Was also tun? Ganors Kollege, Professor Yuval Benziman, ist sich sicher, dass ein „Friedensabkommen “ ist. „ die einzige Lösung für den israelisch-palästinensisch KonfliktAber leider glauben beide Seiten seit fast zwei Jahrzehnten nicht mehr daran, dass dies möglich ist“, sagt der Konfliktforscher. Aber auch Benziman hat die Hoffnung nicht verloren. Frieden sowohl zwischen Juden und Arabern in Israel als auch zwischen Israelis und Palästinensern sei immer noch möglich. Doch daran müssten alle arbeiten: „Jeder Einzelne sollte sich jeden Morgen beim Aufwachen fragen, wie man zusammenarbeiten kann, um die Situation zu ändern, anstatt sich für all das Unrecht gegenseitig die Schuld zu geben“, sagte Benziman unserer Redaktion.

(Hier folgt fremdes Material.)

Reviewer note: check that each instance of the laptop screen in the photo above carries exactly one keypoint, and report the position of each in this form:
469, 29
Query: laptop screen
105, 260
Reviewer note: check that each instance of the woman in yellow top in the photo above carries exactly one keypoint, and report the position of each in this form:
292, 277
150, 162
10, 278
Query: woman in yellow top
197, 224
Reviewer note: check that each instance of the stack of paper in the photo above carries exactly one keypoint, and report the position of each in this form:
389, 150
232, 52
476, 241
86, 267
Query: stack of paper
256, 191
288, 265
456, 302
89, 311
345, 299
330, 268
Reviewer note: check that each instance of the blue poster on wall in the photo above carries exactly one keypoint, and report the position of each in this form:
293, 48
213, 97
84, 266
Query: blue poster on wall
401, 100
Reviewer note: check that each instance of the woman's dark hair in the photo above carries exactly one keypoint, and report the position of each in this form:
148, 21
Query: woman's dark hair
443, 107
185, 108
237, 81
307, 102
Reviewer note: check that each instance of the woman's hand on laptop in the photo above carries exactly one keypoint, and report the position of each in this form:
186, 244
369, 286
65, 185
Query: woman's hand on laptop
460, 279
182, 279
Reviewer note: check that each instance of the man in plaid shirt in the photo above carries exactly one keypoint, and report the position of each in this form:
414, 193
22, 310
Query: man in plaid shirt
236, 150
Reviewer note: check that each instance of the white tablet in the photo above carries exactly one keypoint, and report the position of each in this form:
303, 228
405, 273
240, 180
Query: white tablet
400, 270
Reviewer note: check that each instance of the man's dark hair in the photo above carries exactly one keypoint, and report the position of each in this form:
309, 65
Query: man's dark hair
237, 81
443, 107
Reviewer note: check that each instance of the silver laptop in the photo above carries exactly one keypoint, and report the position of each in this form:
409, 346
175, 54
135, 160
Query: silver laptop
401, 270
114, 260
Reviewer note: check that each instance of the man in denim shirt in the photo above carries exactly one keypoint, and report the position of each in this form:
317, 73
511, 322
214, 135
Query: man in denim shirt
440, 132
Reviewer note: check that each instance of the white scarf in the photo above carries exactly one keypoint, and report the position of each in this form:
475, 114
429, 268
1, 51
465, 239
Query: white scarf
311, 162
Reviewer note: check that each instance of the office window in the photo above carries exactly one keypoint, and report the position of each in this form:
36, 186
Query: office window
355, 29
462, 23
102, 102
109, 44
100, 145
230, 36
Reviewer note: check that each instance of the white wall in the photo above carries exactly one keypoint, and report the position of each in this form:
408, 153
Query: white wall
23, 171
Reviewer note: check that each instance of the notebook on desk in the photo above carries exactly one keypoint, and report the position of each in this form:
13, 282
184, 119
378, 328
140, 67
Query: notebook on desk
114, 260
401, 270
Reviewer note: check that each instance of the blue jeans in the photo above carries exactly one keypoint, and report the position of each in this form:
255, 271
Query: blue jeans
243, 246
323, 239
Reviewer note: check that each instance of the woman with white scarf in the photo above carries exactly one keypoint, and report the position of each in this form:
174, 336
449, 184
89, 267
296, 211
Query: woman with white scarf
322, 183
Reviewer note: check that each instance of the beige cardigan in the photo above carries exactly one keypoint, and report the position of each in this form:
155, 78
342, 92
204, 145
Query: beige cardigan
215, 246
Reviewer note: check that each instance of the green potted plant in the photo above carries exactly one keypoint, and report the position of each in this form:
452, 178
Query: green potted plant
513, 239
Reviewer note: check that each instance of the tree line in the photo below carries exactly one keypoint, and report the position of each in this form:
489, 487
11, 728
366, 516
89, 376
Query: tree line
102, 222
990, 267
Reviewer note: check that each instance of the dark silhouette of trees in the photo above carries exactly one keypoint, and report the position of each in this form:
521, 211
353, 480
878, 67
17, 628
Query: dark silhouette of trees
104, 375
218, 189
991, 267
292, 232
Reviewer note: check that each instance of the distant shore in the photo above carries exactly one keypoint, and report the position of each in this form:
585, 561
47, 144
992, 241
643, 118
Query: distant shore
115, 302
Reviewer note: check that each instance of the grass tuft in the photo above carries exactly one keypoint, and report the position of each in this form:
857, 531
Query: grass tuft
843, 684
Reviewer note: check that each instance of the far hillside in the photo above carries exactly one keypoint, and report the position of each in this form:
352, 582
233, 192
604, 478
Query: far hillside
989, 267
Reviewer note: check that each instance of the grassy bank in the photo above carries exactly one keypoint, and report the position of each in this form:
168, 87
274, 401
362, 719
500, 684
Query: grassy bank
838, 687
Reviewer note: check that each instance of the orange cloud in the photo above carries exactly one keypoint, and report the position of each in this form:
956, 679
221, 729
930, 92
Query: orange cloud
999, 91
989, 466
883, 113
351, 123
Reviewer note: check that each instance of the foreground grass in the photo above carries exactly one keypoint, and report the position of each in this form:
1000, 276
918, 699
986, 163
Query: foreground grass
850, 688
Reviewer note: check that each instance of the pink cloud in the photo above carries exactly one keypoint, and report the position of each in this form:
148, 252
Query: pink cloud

Der Westen muss den Druck auf den Iran erhöhen
Das könnte die eine Ebene sein, die andere ist international. Der Westen, auch Deutschland, sollte dem Druck auf den Iran drastisch erhöhen, damit Teheran die Unterstützung von Terroristen – sei es die Hamas oder die Hisbollah im Libanon – beendet. Die Palästinenser müssen aus der Opferrolle heraus. Dem steht nicht nur die Politik Israels, sondern auch das Fehlen einer palästinensischen politischen Elite mit realistischer Agenda im Wege.